Research / Scientific departments / Structural Biology and Chemistry / Units and Groups / Nuclear Magnetic Resonance of Biomolecules / Research

Bacterial Transmembrane Signalling

(Gisèle Amorim, Alain Chaffotte, Anne Lecroisey, Idir Malki, Ada Prochnicka, Catherine Simenel & Nadia Izadi-Pruneyre)
 

External stimuli set off signalling cascades in bacteria, which regulate the expression of relevant genes. The presence of certain nutrients like iron complexes generates such a signal detected by an outer membrane receptor. The signal is then transferred across the outer membrane of the bacterium to the cytoplasm where a sigma factor activates the transcription of genes coding for the proteins that allow the acquisition of the nutrient. In some species, this process also regulates the expression of genes associated with the virulence of bacteria improving their adaptation to the host’s environment. The understanding of this kind of signalling at the atomic level opens ways towards therapeutic applications. 

 

The ‘Heme acquisition system’ (Has) we study enables transport of heme (iron protoporphyrin IX) as a source of iron. The Has system can be found in commensal as well as in pathogenic bacteria. For historical reasons, we study the Has system of Serratia marcescens, a Gram-negative, opportunistic pathogen. In the Has system, heme is acquired through an extra-cellular protein HasA called hemophore and an outer membrane receptor HasR. HasA extracts heme from the host’s hemoproteins such as hemoglobin and then delivers it to the HasR receptor. The transport of the heme through HasR and the ejection of the empty HasA are active processes, the energy of which is supplied by the inner membrane HasB complex. HasB is a homologue of a TonB protein, essential for active transportation of nutrients (iron complexes, vitamin B12, nickel) in Gram-negative bacteria.
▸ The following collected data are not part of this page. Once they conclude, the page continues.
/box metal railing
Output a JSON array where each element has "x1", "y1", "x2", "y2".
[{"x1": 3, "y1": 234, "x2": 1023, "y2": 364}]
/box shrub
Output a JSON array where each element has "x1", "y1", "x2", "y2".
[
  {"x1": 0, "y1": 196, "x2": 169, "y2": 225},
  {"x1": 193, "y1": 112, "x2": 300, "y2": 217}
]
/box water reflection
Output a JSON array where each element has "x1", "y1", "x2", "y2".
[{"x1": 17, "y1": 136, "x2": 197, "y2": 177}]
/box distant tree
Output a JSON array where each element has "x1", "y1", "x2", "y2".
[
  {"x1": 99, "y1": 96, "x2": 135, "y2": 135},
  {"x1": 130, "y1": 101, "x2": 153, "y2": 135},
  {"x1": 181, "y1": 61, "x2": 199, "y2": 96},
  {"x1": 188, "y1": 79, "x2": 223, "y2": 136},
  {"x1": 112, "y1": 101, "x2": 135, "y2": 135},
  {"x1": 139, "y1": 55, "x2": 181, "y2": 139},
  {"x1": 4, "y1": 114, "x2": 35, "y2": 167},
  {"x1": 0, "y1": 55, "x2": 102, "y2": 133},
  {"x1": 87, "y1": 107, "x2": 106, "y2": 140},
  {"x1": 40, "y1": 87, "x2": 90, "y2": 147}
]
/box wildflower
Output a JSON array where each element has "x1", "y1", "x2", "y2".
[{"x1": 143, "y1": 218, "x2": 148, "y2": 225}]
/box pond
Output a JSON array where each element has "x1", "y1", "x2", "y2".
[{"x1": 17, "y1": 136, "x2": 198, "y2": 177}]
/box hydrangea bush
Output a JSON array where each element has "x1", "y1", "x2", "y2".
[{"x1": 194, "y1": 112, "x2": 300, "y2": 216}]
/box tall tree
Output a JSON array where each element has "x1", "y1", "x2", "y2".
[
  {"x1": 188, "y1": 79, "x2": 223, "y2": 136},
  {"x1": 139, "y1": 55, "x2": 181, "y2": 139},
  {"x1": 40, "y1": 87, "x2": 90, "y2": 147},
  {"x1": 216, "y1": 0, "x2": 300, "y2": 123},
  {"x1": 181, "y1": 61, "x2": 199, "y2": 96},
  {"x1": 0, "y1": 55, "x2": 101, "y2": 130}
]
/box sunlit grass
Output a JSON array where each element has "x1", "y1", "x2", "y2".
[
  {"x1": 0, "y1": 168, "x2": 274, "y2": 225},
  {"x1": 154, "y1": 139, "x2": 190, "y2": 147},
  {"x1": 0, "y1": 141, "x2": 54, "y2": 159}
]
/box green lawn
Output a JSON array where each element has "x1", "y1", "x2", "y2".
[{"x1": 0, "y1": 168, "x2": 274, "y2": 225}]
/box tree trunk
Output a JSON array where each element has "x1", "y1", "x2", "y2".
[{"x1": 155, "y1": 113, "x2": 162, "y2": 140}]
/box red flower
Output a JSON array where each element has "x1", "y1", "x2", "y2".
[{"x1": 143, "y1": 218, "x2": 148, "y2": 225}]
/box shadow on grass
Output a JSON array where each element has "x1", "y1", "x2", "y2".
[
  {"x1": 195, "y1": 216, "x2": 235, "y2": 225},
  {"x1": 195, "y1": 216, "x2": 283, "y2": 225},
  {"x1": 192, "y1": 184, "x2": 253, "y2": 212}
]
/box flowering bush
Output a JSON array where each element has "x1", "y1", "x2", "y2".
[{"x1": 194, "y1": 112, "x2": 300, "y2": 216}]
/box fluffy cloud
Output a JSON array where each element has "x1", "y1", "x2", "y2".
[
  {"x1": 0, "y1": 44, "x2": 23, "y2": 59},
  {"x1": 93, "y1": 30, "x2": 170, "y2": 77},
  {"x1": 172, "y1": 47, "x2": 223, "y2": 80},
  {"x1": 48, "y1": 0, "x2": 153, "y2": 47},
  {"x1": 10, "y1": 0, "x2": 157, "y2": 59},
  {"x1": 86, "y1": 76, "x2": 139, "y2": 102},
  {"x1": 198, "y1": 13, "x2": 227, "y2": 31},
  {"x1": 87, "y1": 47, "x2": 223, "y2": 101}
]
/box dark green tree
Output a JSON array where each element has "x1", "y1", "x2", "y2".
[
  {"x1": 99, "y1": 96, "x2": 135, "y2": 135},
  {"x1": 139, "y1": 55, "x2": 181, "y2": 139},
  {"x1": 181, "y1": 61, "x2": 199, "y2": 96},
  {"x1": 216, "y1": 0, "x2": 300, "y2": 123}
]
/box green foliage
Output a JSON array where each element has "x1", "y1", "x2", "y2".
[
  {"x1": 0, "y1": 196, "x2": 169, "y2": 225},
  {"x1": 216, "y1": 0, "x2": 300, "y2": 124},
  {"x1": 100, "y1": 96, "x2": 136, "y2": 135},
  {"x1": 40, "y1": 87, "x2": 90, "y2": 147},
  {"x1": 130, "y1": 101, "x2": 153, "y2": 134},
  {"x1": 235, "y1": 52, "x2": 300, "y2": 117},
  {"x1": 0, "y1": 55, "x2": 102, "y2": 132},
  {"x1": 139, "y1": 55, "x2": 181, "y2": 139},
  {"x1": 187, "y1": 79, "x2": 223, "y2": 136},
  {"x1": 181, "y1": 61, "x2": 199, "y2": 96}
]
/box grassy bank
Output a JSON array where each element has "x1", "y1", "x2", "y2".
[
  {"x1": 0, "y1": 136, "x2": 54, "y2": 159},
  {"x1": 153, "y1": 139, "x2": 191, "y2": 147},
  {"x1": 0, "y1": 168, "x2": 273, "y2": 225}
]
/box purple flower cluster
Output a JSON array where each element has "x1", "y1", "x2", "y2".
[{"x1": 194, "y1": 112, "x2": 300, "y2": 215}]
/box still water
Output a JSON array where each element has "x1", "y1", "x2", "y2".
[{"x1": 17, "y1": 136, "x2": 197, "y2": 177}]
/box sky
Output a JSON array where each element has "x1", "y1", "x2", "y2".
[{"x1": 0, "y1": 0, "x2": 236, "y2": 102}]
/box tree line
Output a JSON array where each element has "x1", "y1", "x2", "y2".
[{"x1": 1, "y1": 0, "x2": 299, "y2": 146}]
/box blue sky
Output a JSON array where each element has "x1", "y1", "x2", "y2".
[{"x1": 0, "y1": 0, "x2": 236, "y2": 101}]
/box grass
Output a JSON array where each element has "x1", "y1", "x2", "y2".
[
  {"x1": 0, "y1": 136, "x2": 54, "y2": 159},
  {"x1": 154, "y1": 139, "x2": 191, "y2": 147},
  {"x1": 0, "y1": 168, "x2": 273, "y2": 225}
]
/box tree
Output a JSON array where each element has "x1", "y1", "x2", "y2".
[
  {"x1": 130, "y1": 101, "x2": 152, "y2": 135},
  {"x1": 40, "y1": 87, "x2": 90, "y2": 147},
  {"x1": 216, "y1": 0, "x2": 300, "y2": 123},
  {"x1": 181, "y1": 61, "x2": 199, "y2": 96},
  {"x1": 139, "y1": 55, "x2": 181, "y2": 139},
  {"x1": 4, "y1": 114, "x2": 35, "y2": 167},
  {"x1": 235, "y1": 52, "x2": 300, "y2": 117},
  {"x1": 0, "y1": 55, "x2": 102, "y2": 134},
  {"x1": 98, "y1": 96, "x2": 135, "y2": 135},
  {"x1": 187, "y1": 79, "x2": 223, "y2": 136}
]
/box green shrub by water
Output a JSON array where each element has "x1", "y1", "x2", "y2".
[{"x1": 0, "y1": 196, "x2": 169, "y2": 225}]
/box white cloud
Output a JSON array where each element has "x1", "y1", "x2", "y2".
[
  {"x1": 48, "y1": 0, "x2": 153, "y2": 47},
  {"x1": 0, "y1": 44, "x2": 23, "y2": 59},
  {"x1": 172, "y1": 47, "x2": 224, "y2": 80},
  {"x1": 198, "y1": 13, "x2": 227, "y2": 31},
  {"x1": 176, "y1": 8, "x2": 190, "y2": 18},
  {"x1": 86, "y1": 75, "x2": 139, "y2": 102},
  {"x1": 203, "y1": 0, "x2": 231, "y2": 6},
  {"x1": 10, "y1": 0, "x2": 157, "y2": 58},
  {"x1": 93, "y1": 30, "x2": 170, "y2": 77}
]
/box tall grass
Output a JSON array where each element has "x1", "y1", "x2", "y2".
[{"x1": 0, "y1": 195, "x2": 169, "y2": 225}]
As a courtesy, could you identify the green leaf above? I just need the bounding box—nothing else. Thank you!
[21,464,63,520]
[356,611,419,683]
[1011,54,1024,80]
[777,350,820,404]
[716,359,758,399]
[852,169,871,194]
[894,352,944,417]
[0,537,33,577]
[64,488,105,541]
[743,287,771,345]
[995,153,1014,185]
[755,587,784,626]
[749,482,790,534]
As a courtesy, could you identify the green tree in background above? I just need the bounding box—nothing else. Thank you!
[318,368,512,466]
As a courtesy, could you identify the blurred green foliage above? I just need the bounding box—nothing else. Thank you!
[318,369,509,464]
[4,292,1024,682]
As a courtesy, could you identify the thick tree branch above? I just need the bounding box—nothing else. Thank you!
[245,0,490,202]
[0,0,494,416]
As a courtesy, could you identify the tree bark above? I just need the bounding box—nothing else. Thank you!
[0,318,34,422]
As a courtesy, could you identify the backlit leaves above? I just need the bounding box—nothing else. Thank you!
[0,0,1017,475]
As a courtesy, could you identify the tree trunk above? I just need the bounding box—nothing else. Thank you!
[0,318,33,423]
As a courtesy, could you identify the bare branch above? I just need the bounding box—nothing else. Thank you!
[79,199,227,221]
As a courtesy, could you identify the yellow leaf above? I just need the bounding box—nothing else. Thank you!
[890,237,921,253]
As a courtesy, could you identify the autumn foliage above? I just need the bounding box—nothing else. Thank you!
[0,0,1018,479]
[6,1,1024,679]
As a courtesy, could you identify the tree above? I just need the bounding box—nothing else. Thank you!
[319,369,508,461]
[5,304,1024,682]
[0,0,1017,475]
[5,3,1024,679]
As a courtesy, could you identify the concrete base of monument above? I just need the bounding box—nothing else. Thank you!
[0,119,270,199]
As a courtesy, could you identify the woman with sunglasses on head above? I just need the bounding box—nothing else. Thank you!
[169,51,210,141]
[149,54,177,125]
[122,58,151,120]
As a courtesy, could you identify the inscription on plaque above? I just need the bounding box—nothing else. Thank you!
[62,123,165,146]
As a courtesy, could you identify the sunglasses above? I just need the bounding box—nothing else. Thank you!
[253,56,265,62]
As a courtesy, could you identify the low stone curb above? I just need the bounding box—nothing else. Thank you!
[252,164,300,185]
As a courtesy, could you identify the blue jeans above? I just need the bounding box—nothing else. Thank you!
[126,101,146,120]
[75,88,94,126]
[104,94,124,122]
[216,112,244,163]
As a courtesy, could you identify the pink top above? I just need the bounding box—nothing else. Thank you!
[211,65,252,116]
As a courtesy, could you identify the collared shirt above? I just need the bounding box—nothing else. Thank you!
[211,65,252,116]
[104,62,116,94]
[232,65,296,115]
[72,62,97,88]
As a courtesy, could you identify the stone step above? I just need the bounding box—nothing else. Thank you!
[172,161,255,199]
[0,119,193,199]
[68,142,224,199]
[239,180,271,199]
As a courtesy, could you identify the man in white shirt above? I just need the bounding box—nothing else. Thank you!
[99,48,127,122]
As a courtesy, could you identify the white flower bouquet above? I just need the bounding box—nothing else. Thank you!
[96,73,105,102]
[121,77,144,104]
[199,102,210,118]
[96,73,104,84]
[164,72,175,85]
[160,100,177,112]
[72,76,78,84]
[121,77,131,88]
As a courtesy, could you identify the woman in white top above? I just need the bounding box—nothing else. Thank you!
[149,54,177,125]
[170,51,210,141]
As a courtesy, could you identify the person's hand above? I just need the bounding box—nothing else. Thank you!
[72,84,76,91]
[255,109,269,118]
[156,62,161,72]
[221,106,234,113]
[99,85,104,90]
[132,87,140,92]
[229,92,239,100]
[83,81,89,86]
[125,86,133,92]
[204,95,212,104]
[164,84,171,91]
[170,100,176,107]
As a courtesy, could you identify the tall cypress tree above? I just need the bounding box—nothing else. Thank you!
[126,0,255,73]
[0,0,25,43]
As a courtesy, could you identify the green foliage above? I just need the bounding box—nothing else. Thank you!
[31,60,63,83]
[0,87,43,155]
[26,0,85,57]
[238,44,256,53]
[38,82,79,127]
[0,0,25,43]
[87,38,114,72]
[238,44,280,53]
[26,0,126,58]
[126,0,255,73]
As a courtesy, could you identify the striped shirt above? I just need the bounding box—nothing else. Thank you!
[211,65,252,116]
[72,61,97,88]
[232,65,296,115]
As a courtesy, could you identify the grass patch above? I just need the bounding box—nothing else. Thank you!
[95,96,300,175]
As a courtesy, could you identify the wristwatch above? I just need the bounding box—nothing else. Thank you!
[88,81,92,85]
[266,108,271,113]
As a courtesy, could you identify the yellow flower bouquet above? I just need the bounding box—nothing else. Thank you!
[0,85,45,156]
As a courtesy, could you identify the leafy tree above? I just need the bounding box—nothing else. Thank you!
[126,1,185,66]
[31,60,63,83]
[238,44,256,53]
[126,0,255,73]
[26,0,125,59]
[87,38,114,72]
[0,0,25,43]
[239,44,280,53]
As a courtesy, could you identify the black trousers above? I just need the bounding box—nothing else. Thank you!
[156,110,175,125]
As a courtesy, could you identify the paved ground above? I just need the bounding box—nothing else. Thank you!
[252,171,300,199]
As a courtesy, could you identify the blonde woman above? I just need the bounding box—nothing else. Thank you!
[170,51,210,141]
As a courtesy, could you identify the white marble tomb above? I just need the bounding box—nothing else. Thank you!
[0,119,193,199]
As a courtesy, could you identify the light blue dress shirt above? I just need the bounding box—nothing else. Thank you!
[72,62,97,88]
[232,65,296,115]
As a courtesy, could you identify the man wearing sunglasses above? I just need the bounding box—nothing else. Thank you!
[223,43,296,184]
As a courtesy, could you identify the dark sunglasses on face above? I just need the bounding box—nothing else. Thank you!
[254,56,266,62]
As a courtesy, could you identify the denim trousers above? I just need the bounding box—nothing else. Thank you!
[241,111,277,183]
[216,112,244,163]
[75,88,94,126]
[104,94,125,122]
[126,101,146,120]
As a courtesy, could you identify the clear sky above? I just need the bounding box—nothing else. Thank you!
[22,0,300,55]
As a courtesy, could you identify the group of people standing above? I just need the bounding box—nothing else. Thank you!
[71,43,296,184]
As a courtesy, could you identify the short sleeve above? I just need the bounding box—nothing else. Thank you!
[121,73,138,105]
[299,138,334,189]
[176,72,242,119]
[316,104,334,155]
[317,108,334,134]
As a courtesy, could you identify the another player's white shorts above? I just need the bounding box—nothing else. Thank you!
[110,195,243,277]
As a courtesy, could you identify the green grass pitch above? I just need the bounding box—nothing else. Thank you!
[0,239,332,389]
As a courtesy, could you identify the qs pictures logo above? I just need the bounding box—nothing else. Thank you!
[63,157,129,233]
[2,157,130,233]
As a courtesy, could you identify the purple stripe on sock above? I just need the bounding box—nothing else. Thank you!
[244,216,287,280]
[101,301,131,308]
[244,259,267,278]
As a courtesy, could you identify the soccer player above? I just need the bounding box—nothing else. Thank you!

The expression of genes coding for the proteins of the Has system is inhibited by intracellular iron and activated by the presence and the bioavailability of heme in the external milieu. This external signal is detected by HasR and propagated via a cascade of molecular interactions of different partners. We have been dissecting various stages of the Has system, in vitro and in vivo, in collaboration with the Unité des Membranes Bactériennes of Institut Pasteur. We solved the 3D structure of several proteins of the Has system, free or bound to their partners. All these structural data as well as the results of in vitro and in vivo experiments performed at different stages of the functioning of the system make it an excellent model for studying signalling in bacteria.